Sınıf hesap bozar: Yettiniz gari!

Yatağan işçisinin Yatağan, Yeniköy ve Kemerköy termik santralleriyle bağlı maden sahalarının özelleştirilmesine karşı geçen yılın sonbaharından bugüne sürdürdüğü direniş yeni bir safhaya taşındı.

Yatağan Termik santralinin özelleştirme işlemlerinde son aşamaya gelindi ve ihaleyi kazanan Bereket Grubu'na bağlı Elsan santrali devralmaya hazırlanıyor. Yatağan işçileri, devir sözleşmesinin imzalandığı ve devrin gerçekleşeceği duyumları üzerine Pazar gününü Pazartesi'ye bağlayan geceyarısından itibaren santrale kapandı.

Yatağan Termik Santrali, halka aittir diyorlar ve santrali piyasa teröründen korumak için sermayeye kapattılar.

Yatağan işçisinin başlattığı bu eylem, TEKEL direnişinde olduğu gibi, arada bir “patron dolayımı” olmadan, doğrudan sermaye iktidarına karşı veriliyor. Yatağan işçisi, sermaye iktidarının emek ve halk düşmanı politikalarına, özelleştirmeye, enerjide bağımlılığı arttıracak yanlış kararlara ve bu uygulamaların yürütücüsü olan hükümetin bizatihi kendisine yönelen bir mücadeleyi yükseltiyor.

Özelleştirme kapitalizmin neo-liberal döneminde işçi sınıfına en bütünlüklü saldırılarından birisidir. Türkiye'de bu saldırı 1980'li yıllarda darbenin yarattığı elverişli zeminde ANAP iktidarı tarafından başlatıldı.

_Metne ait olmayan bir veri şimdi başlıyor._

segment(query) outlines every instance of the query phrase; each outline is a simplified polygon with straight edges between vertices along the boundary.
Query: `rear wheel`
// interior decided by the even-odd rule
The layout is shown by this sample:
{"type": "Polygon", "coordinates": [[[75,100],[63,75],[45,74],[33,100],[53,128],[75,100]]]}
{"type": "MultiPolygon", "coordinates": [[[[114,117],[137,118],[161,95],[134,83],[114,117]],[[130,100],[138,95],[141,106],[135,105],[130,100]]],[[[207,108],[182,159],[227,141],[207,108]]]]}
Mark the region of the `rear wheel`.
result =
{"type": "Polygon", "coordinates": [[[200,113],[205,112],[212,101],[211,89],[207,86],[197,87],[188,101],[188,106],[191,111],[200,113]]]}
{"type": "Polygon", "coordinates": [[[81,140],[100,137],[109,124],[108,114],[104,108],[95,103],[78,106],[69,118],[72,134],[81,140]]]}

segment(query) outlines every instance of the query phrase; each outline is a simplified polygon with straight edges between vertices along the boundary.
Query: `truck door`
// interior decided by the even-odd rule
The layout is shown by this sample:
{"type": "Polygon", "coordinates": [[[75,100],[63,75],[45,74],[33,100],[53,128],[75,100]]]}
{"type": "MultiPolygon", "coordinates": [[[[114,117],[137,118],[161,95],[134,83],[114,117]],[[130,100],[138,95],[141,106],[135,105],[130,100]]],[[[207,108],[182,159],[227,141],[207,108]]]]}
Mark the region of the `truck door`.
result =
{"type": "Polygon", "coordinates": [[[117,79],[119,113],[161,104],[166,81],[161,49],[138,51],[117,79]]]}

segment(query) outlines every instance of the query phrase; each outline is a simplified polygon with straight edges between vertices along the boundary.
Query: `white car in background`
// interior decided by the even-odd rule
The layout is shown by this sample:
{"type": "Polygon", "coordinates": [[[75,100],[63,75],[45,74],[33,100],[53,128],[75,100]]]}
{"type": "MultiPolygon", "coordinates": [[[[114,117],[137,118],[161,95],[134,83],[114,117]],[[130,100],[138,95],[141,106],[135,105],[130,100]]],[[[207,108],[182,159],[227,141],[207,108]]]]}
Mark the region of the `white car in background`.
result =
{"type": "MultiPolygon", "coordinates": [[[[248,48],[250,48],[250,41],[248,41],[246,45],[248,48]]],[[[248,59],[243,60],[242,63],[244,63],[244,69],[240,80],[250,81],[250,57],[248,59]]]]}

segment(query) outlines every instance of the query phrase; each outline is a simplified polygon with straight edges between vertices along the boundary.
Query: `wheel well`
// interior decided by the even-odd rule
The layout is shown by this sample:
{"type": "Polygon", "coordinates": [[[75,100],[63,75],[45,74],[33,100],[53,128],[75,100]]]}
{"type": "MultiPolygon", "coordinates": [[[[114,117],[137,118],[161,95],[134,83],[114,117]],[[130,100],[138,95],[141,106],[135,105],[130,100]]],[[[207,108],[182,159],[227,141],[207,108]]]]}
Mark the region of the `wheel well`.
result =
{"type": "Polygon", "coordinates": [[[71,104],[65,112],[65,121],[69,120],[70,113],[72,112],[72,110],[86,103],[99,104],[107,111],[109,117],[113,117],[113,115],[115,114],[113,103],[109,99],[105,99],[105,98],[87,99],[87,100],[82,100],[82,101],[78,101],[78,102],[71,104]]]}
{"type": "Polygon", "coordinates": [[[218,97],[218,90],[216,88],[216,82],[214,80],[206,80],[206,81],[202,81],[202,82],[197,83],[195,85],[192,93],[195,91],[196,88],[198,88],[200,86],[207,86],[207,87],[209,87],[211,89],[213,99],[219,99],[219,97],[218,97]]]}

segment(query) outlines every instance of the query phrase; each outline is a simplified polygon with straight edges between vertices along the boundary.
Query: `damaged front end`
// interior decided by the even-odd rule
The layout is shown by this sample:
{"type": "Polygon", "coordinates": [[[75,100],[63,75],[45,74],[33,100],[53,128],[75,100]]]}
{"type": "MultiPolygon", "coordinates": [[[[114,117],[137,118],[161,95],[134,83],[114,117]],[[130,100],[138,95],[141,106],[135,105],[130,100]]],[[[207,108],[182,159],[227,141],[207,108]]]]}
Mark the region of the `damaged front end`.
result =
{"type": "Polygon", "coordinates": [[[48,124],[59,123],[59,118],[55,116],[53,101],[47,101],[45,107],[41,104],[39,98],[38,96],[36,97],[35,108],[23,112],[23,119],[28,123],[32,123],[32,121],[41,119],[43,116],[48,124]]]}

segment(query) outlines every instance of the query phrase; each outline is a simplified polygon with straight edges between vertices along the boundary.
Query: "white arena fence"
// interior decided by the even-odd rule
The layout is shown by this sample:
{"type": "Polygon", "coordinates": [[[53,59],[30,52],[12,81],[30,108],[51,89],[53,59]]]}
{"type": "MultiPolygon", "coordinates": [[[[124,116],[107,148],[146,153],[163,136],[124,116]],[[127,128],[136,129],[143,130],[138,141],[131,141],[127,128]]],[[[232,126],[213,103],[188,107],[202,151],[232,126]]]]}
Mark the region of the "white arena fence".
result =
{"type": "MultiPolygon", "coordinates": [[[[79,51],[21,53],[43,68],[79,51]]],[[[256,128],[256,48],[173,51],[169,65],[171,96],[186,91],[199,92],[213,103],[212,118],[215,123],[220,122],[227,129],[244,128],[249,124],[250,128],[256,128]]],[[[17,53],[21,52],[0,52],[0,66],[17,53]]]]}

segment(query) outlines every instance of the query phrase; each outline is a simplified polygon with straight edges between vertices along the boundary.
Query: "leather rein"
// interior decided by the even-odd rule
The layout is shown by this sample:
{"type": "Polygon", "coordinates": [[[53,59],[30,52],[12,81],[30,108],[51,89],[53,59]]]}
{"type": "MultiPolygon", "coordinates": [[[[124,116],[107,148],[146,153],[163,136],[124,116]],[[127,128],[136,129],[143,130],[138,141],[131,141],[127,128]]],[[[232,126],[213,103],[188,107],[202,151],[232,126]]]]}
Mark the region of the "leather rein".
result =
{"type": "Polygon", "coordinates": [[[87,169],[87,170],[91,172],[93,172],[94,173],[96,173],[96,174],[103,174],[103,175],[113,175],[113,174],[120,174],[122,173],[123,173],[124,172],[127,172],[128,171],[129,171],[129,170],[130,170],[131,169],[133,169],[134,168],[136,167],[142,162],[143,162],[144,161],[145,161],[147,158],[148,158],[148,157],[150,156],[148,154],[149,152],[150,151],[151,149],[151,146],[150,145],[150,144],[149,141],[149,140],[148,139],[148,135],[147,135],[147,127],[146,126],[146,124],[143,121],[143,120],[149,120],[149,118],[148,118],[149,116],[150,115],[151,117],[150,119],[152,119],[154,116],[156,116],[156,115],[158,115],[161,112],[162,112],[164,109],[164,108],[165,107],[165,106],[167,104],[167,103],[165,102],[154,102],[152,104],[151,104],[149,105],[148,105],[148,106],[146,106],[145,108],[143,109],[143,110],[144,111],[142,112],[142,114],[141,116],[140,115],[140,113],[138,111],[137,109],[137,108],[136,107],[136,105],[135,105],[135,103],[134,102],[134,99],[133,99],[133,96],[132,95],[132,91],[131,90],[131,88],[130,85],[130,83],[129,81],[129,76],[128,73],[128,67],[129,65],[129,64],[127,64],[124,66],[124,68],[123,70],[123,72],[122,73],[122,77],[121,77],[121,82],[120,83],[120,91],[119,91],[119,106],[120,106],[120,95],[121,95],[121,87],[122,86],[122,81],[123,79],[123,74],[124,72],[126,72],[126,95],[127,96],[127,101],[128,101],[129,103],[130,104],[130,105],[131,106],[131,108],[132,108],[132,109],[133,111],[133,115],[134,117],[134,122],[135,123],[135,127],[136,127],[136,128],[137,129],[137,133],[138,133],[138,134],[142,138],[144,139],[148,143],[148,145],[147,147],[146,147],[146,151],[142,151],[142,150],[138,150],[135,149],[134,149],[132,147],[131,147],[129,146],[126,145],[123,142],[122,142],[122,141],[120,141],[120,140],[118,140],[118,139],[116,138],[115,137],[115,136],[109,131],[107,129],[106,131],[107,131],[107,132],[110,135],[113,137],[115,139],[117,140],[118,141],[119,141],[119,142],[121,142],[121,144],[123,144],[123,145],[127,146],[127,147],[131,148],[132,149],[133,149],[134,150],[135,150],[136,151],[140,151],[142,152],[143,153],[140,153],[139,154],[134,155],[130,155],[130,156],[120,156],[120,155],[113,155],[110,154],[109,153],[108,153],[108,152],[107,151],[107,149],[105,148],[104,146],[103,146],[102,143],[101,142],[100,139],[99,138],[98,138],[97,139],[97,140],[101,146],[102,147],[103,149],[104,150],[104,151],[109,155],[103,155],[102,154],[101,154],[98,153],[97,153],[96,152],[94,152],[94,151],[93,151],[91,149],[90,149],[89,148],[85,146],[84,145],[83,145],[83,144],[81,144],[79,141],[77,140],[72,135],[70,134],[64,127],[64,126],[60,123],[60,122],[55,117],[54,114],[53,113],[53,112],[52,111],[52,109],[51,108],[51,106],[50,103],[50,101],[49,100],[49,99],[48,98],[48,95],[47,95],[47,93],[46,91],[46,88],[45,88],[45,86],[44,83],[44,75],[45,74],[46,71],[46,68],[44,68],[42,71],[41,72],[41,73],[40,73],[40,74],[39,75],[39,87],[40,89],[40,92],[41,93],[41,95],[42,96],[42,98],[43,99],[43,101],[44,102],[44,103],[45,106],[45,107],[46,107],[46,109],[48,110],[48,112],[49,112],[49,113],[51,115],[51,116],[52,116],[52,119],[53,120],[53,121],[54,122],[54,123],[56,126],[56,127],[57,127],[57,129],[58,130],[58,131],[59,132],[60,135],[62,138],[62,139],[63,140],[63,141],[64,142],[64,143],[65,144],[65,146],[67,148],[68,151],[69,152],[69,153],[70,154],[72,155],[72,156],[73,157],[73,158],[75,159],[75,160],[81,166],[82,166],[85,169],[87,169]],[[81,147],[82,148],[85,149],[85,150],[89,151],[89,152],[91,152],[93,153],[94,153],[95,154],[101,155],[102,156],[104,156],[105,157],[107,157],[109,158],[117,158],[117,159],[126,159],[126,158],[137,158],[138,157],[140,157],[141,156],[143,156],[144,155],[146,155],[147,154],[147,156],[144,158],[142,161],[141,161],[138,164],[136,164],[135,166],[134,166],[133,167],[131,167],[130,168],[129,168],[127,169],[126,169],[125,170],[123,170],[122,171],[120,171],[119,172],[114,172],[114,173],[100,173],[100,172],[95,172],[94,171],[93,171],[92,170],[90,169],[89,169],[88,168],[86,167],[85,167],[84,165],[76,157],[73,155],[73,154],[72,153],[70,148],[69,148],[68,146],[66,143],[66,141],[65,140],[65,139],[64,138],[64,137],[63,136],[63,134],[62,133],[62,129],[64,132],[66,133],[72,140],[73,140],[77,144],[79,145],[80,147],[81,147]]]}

2003 yılından sonra ise özelleştirmede tam anlamıyla altın dönem yaşandı. Yerli ve yabancı sermayenin göz diktiği tüm önemli sanayi kuruluşları özelleştirildi. Kamu yatırımlarıyla gelişmiş tüm sektörler, tekellere teslim edilerek buralarda kamu payı sıfırlandı. Şimdi sektör sektör yeni hedefler konuyor, yeni kuruluşlar özelleştirme portföyüne alınıyor. Özelleştirmede rekorlara imza atılan ilgili dönemde iktidarda AKP vardı.

AKP bu ve pek çok açıdan sermayenin medah-ı iftiharıdır. 1980'lerin ortasında başlayan özelleştirme uygulamaları 61 milyar doları geçerken, bu meblağın 52,6 milyar dolarlık bölümü AKP iktidarında gerçekleştirildi.

İktidarın özelleştirmede el attığı son alan, enerji sektörü. 2013 yılında elektrik dağıtım şirketlerinden son sekiz tanesi de sermayeye teslim edildi ve elektrik dağıtımı tamamen özelleştirilmiş oldu.

Elektrik dağıtımındaki o yağmadan Ege Bölgesi'nde Aydem Elektrik Dağıtım A.Ş. ve Gediz Elektrik Dağıtım A.Ş. olmak üzere iki dağıtım şirketine konan ve bölgede İzmir dahil beş büyük kentte elektrik dağıtım işini üstlenen Elsan şirketi, şimdi Yatağan Termik Santrali'ni devralmak istiyor.

Elektrik dağıtımdan sonra elektrik üretim santrallerini özelleştirmeye başlayan hükümet, aynı gruba Yatağan dışında Çatalağzı Termik Santrali'ni de verdi.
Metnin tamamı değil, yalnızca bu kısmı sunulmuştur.